The report included suggestions for the Baldwin program itself and a list of 11 recommendations for Nowicki and other Duke administrators. One proposal is to explore the possibility of expanding the program and creating a second Baldwin section.

But the program will not grow beyond its current enrollment of 18 women per class in the near future, primarily due to financial constraints, Co-director Emily Klein said. Sethna and Ingram said they had conflicting feelings about possible future expansion.

The survey questions about the high selectivity features of the program produced the most hesitant responses, according to the report. Some respondents wondered if a randomly selected or larger group would have a more positive impact on campus culture.

"I personally find that the exclusivity of it allows us to build a community among ourselves and that it is one of the best aspects of the program for us scholars," Ingram said. "I've come to think of these girls as my family."
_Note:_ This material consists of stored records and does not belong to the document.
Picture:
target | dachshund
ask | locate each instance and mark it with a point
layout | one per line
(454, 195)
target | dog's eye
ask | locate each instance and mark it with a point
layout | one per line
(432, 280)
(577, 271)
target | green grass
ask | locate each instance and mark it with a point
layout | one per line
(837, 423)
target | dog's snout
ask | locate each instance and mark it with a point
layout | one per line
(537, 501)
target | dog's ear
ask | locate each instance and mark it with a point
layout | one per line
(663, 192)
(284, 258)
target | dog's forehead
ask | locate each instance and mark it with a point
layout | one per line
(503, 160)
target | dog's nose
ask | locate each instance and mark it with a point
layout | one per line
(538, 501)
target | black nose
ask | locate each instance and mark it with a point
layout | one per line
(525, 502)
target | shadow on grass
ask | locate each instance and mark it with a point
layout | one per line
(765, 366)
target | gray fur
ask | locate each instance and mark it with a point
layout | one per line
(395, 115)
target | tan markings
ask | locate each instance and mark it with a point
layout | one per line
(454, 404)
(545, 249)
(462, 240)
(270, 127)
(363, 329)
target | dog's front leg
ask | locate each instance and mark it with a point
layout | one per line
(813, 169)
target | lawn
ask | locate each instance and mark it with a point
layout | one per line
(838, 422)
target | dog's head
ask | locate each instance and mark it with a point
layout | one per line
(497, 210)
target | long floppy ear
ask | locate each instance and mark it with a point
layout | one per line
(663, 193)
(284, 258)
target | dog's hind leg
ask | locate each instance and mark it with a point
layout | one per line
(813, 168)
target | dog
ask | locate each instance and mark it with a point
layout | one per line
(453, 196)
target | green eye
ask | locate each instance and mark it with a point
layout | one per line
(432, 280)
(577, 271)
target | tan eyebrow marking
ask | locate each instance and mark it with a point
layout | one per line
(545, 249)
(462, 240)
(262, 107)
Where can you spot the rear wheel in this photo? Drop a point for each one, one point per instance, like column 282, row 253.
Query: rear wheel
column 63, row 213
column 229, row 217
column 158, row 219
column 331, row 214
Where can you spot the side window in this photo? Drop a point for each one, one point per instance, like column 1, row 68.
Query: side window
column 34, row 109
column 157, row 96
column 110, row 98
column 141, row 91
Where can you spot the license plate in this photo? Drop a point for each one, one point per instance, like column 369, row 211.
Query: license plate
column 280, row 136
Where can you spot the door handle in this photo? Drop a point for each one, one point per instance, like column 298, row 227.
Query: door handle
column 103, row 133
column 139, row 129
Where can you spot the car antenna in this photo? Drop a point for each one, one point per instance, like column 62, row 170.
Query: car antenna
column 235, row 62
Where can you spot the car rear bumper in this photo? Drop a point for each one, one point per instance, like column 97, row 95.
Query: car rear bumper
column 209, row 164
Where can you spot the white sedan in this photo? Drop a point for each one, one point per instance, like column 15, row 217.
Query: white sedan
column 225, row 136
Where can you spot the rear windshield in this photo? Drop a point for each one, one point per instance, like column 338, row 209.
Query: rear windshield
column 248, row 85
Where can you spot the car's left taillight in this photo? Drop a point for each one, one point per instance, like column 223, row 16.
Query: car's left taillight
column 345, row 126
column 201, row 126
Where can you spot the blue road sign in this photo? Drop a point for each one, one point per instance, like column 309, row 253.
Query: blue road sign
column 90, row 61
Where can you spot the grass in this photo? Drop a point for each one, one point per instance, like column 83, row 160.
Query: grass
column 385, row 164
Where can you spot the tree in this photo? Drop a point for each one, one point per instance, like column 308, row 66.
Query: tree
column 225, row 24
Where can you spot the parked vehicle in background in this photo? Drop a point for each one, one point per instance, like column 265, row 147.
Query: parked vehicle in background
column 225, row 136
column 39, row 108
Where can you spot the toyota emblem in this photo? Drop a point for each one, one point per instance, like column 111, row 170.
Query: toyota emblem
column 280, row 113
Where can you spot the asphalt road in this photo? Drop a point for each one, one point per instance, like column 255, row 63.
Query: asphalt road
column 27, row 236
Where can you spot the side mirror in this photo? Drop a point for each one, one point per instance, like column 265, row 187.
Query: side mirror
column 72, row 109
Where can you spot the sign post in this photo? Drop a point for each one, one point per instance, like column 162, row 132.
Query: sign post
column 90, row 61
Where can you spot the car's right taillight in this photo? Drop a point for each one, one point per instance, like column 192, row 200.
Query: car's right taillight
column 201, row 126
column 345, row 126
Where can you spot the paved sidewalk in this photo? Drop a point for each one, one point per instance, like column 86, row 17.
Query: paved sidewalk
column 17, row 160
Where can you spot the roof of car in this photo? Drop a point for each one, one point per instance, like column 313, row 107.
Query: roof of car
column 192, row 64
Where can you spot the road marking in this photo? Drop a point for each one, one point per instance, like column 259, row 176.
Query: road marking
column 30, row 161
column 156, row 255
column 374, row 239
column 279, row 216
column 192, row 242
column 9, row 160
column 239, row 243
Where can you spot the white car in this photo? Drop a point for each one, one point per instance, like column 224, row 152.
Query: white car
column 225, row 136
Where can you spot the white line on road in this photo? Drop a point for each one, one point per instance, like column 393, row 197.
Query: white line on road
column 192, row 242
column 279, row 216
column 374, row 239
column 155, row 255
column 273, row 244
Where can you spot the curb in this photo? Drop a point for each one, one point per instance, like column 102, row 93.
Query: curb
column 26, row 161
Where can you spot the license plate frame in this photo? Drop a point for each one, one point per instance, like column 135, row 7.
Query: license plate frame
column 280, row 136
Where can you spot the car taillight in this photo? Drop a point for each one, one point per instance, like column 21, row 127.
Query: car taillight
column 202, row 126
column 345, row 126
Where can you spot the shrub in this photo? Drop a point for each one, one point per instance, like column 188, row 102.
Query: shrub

Another concern raised in the report was the predominance of males that currently exists among selective living groups on campus. Baldwin scholars are the only all-female SLG, and Ingram said she thought the gender imbalance among SLGs was the source of many of the cultural difficulties that women face at Duke.

"I do acknowledge that there are issues with housing, but I think we need to take an integrative approach," said Steve Nowicki, vice provost and dean of undergraduate education, who reviewed the report in the meeting with Brodhead. "This is part of our thinking over time.... The Baldwin section itself is a step in the right direction."

Another recommendation from the report was to develop a similar program for men to address campus gender roles.

Nowicki noted that the Women's Center intends to hire someone who specializes in gender issues relating to men.

"It's not that we need to remediate men and make them good," he said. "There are gender issues that men can contribute to in ways that are... deeper and broader than that."